Word problem

[Rutgers24]

Hi, learning Algebra on my own and am using an old math book and having trouble solving this:

A boy was sent for forty cents worth of eggs. On his way home he broke four and the actual cost was thereby six cents more per dozen than the original purchase price. How many eggs did he buy?

I let "x" be number of eggs and my equation is: (x - 4) (6 + x/12) = 40. But it's not solving. I'm having trouble understanding how to translate "cents per dozen" as an equation i think. Help please!?

 

[MarkFL]

Hello, and welcome to FMH!

If \(x\) is the number of eggs the boy originally bought for 40 cents, then we may write:

[MATH]40=C\frac{x}{12}\implies C=\frac{480}{x}[/MATH]
Here, \(C\) is the cost per dozen.
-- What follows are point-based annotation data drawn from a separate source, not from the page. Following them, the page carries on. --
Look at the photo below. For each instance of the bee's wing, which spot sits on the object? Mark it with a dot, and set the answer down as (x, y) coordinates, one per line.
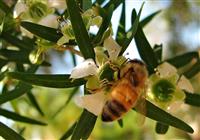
(93, 103)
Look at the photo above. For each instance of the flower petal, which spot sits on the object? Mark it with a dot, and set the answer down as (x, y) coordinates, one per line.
(185, 84)
(100, 56)
(19, 8)
(93, 103)
(112, 47)
(166, 70)
(87, 68)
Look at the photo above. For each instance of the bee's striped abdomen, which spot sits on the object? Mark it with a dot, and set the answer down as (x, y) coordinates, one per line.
(112, 110)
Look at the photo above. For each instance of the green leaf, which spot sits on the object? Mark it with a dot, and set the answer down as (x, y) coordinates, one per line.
(69, 132)
(71, 95)
(146, 20)
(79, 29)
(5, 7)
(161, 128)
(145, 50)
(19, 90)
(8, 133)
(17, 42)
(17, 56)
(44, 32)
(195, 69)
(133, 30)
(116, 3)
(192, 99)
(121, 30)
(16, 117)
(157, 114)
(183, 59)
(120, 122)
(84, 126)
(2, 75)
(47, 80)
(34, 102)
(158, 52)
(99, 2)
(2, 25)
(106, 22)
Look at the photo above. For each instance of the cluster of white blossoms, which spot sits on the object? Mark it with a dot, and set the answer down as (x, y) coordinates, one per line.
(90, 18)
(38, 11)
(92, 71)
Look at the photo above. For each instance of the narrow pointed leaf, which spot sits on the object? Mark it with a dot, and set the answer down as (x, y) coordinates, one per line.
(34, 102)
(161, 128)
(157, 114)
(5, 7)
(17, 56)
(183, 59)
(44, 32)
(158, 52)
(121, 30)
(71, 95)
(120, 122)
(146, 20)
(16, 117)
(9, 134)
(84, 126)
(47, 80)
(106, 22)
(116, 3)
(69, 132)
(87, 4)
(99, 2)
(145, 50)
(79, 29)
(133, 30)
(195, 69)
(19, 90)
(192, 99)
(16, 42)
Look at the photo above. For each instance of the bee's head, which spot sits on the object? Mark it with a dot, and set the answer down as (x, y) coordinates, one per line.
(134, 70)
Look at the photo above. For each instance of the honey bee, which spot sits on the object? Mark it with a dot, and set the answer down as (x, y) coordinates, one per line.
(124, 94)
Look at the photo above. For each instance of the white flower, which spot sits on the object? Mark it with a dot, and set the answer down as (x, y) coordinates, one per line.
(92, 72)
(87, 68)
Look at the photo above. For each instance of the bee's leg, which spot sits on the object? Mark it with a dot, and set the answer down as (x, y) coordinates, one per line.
(106, 83)
(114, 66)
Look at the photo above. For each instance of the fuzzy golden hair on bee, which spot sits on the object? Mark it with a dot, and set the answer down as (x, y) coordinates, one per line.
(124, 94)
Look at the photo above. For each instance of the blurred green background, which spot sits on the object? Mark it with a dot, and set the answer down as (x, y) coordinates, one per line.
(177, 27)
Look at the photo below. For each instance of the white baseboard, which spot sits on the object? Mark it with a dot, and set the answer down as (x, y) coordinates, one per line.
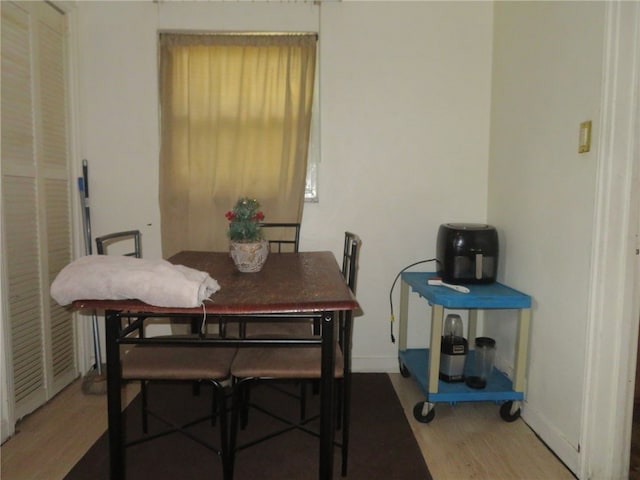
(552, 437)
(375, 364)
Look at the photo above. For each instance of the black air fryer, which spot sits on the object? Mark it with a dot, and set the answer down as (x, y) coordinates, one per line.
(467, 253)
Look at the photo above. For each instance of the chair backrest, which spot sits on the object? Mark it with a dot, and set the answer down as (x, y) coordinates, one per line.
(350, 255)
(282, 237)
(105, 240)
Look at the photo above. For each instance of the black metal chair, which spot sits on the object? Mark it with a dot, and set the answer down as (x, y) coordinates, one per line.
(282, 236)
(104, 241)
(145, 363)
(265, 364)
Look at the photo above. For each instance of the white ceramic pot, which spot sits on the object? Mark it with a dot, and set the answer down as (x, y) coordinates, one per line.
(249, 257)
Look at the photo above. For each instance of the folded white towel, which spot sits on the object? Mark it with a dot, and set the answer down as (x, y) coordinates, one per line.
(115, 277)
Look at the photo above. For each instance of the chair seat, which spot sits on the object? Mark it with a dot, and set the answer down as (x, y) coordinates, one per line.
(282, 362)
(177, 362)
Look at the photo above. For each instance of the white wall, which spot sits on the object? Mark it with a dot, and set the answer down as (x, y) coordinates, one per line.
(405, 92)
(547, 79)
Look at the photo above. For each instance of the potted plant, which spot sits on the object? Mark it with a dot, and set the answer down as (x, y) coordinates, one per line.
(248, 249)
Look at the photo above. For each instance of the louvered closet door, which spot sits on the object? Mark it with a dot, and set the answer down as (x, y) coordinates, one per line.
(36, 202)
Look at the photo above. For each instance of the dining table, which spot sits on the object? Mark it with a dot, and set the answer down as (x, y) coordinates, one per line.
(309, 284)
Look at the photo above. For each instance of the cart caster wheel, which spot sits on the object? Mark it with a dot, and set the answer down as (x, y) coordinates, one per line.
(417, 413)
(404, 371)
(505, 412)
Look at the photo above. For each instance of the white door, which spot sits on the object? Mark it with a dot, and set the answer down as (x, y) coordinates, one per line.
(36, 205)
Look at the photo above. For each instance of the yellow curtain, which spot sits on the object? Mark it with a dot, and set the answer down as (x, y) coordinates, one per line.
(236, 112)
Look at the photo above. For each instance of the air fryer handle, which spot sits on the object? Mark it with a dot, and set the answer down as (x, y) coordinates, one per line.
(479, 258)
And so, given the information about the reduced number of eggs, we may write:

[MATH]\frac{480}{x}+6=\frac{480}{x-4}[/MATH]
Can you proceed?

 

[lev888]

Can you explain your equation?
How to calculate cents per dozen: first calculate how many dozens we have. E.g. how many dozens in 36? Next, divide total cents by the number of dozens.

 

[JeffM]

cHere is another way to think about it.

First name EACH numeric quantity that is unknown.
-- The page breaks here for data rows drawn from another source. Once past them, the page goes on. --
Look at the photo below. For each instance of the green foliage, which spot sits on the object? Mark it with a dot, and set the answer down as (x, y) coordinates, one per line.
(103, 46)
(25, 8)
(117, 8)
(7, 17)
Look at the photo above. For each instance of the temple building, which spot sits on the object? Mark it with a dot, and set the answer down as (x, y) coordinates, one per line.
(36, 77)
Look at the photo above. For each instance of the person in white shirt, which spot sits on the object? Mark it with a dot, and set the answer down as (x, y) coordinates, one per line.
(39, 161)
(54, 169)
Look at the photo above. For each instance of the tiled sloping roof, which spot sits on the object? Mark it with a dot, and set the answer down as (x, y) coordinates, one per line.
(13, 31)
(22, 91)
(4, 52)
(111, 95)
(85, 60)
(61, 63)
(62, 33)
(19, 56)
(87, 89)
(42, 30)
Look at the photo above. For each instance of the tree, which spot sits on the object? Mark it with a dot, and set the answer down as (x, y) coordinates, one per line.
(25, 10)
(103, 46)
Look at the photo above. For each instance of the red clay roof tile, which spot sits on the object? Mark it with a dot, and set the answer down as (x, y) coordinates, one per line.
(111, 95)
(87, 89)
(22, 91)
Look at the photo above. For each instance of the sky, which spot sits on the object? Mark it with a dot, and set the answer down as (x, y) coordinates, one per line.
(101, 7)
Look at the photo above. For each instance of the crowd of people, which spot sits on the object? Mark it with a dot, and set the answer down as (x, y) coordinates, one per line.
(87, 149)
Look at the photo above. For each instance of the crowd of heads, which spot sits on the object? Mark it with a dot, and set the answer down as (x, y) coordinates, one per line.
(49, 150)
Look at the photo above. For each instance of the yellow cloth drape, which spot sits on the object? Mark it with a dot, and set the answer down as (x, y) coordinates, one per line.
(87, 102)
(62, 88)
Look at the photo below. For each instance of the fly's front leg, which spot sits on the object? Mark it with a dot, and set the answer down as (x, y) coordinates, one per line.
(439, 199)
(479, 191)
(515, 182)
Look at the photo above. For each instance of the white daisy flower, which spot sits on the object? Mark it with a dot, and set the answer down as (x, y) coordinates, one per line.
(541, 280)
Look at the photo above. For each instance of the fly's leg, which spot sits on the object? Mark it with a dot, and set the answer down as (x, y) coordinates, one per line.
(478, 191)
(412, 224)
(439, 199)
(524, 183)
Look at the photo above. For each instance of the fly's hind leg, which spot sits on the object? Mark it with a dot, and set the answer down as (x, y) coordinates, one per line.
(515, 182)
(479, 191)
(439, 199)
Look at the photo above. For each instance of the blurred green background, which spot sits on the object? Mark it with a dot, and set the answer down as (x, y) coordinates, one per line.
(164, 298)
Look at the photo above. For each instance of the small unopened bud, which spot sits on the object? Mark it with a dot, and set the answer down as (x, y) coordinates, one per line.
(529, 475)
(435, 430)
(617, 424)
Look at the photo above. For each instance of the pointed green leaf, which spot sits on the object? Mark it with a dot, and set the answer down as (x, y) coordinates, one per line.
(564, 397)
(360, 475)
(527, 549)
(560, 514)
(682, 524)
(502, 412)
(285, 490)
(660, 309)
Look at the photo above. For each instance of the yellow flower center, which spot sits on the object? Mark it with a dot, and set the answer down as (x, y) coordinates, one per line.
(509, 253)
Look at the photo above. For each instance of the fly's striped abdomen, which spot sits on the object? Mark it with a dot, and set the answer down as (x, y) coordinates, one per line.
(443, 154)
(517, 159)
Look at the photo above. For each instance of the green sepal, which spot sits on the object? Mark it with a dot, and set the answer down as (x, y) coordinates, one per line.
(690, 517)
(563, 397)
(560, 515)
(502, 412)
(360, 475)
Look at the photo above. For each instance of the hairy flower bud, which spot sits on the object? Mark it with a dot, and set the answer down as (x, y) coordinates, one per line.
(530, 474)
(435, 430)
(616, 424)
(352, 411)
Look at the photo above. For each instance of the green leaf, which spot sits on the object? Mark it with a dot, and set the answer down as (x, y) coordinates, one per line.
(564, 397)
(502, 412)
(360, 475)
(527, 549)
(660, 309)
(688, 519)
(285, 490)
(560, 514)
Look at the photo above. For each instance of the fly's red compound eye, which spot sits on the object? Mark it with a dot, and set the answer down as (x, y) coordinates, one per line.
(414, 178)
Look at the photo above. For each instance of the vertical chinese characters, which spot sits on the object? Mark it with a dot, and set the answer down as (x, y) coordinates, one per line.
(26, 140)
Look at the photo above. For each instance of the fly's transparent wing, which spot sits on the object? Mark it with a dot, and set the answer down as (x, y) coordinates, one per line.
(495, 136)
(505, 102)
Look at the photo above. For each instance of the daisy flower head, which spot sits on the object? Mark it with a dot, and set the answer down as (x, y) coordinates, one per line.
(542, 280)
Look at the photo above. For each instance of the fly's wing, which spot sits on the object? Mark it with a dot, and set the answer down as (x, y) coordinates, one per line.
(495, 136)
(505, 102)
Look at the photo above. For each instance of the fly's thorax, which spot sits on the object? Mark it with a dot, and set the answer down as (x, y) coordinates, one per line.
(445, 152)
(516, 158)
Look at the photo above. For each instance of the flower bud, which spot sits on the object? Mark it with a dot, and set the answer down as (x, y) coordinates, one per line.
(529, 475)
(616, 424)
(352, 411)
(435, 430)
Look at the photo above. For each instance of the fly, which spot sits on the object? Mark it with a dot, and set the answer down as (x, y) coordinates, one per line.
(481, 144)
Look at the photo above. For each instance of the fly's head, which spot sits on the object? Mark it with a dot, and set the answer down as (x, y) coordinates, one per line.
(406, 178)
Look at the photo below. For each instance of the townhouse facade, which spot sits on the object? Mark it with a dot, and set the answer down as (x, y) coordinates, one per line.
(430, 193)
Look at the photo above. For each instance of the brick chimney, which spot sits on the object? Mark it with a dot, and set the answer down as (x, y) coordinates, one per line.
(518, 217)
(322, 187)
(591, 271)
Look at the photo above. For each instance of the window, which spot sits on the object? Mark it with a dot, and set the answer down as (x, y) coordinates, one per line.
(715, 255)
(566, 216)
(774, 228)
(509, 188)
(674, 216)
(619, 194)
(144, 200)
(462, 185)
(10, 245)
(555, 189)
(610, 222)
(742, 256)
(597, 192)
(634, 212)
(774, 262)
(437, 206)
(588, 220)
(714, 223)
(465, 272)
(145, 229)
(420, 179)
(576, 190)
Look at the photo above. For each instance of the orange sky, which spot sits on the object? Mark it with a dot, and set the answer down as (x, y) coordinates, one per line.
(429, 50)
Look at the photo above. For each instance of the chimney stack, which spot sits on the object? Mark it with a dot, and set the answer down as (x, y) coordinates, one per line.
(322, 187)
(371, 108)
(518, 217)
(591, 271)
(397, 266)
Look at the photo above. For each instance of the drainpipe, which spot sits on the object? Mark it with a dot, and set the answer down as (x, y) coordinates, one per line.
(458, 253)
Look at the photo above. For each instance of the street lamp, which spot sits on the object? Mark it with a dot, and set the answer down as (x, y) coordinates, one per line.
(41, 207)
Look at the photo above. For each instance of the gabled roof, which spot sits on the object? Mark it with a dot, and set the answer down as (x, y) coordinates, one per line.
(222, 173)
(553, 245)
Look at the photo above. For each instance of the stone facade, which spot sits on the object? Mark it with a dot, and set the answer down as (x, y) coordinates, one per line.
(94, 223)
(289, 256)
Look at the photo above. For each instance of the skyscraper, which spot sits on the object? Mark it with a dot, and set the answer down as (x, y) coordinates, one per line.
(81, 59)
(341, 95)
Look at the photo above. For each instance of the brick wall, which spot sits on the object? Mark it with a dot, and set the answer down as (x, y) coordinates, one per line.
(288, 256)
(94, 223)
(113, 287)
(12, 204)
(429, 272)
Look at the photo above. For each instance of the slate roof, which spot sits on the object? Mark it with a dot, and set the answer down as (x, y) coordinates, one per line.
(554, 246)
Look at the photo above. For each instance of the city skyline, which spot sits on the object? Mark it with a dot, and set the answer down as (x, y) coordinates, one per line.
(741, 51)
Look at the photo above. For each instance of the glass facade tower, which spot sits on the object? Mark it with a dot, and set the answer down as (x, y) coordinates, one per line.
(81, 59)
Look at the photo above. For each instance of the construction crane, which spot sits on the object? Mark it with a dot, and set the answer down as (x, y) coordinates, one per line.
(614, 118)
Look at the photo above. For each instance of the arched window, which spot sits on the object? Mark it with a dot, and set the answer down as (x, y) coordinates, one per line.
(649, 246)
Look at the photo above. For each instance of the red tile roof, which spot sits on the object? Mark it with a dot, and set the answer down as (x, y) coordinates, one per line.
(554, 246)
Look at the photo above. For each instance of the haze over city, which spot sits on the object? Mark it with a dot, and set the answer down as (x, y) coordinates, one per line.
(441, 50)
[MATH]a = \text {number of eggs purchased.}[/MATH]
[MATH]b = \text {number of eggs after breakage.}[/MATH]
[MATH]c = \text {price per egg.}[/MATH]
[MATH]d = \text {price per dozen eggs.}[/MATH]
[MATH]e = \text {effective cost per egg after breakage.}[/MATH]
[MATH]f = \text {effective cost per dozen eggs after breakage.}[/MATH]
Second, with six unknown quantities, we need six independent equations to find the unknowns.

[MATH]b = a - 4.[/MATH]
[MATH]a * c = 40.[/MATH]
[MATH]d = 12c.[/MATH]
[MATH]e = \dfrac{40}{b}.[/MATH]
[MATH]f = 12e[/MATH].

[MATH]f = d + 6.[/MATH]
Now finding each of these equations is relatively straightforward. This approach of identifying each unknown minimizes the abstract thinking required, but it does increase the mechanics involved.
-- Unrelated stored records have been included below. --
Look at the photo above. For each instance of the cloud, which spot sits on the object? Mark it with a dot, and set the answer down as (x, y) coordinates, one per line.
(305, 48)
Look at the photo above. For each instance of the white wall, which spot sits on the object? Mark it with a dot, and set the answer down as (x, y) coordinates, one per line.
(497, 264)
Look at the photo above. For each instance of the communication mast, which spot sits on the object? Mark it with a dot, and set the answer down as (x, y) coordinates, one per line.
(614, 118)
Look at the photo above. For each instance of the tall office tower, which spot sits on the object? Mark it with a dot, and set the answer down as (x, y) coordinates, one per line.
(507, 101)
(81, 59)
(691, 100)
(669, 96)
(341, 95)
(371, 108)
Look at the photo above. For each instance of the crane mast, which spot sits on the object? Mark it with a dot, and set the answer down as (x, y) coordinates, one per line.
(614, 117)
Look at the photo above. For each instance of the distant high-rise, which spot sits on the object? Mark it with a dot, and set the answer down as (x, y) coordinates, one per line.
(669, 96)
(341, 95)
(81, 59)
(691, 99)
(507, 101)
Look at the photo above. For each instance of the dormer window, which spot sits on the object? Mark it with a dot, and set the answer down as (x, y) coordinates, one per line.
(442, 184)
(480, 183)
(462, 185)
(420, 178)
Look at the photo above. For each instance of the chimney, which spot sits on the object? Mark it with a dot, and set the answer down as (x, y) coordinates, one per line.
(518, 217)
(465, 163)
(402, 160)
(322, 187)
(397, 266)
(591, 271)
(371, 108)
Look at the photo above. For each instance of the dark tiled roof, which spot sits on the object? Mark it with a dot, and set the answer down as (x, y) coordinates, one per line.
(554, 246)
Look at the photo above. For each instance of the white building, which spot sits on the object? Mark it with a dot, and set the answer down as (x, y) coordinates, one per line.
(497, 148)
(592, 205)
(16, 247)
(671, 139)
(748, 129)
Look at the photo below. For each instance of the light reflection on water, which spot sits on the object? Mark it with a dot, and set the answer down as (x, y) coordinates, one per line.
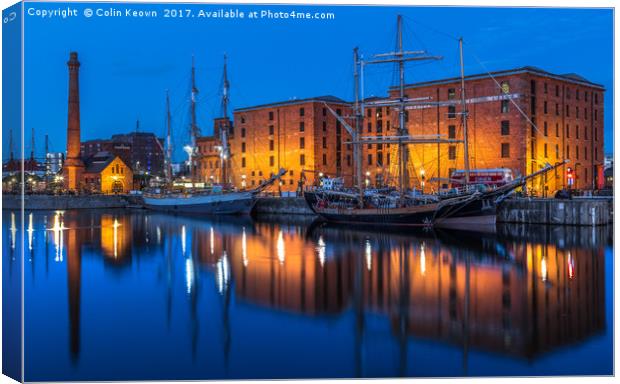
(233, 298)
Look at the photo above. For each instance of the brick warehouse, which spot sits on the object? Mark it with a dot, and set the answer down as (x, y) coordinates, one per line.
(301, 135)
(298, 135)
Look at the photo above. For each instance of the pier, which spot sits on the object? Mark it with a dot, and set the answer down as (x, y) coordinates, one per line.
(578, 211)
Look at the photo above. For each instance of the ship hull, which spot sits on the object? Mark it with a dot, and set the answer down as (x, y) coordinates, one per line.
(236, 203)
(460, 214)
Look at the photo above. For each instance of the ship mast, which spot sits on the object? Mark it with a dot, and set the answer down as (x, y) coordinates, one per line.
(32, 145)
(194, 127)
(402, 129)
(401, 56)
(357, 146)
(224, 154)
(168, 169)
(11, 157)
(464, 115)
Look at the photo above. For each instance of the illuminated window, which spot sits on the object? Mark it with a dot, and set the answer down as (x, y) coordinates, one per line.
(505, 150)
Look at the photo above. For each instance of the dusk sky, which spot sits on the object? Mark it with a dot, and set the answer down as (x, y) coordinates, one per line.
(127, 64)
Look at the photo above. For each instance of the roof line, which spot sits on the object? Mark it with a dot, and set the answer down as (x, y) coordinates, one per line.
(506, 72)
(318, 99)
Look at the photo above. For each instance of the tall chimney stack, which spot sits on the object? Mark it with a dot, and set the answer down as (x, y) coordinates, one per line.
(73, 167)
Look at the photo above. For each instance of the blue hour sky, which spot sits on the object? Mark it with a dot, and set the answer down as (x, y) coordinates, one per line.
(128, 63)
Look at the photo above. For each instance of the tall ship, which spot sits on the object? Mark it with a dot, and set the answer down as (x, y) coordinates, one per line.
(222, 199)
(469, 204)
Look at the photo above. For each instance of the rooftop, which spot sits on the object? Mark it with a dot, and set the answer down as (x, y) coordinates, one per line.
(570, 77)
(318, 99)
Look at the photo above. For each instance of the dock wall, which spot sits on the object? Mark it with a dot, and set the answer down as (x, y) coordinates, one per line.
(556, 211)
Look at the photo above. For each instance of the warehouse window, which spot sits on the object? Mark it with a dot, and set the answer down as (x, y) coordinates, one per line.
(505, 127)
(505, 106)
(452, 152)
(451, 112)
(577, 131)
(505, 150)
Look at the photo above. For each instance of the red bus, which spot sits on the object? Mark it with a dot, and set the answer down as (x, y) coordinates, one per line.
(493, 177)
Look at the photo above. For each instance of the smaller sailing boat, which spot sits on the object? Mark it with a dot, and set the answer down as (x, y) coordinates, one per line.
(214, 200)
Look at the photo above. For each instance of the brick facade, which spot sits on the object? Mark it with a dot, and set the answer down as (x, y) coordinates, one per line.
(303, 136)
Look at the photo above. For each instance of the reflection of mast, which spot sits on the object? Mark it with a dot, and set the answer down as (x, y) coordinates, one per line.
(358, 309)
(403, 307)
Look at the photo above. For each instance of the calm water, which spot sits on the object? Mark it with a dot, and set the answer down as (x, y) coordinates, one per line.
(138, 295)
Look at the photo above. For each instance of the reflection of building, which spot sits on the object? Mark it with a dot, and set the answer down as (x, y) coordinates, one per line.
(116, 236)
(107, 173)
(523, 303)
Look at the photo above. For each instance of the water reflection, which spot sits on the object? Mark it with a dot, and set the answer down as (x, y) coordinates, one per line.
(519, 293)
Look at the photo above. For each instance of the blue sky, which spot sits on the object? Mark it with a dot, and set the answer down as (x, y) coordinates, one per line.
(127, 64)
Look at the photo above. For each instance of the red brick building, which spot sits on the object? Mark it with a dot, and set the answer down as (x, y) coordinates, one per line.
(303, 136)
(567, 111)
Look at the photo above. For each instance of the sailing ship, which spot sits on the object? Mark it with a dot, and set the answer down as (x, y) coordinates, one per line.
(470, 204)
(213, 200)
[MATH]a * c = 40 \implies c = \dfrac{40}{a} \text { and } d = 12c \implies d = 12 * \dfrac{40}{a} = \dfrac{480}{a}.[/MATH]
[MATH]e = \dfrac{40}{b} \text { and } f = 12e \implies f = 12 * \dfrac{40}{b} = \dfrac{480}{b}.[/MATH]
[MATH]f = d + 6 \implies \dfrac{480}{b} = \dfrac{480}{a} + 6.[/MATH]
It is now easy to get Mark's equation mechanically by replacing b by a - 4.

[MATH]\dfrac{480}{a - 4} = \dfrac{480}{a} + 6.[/MATH]
I am not nearly so clever as Mark, but I get there step by mechanical step.

 

[Rutgers24]

omg I got it via MarkFL's reply. I needed at least 2 unknowns! Thank you!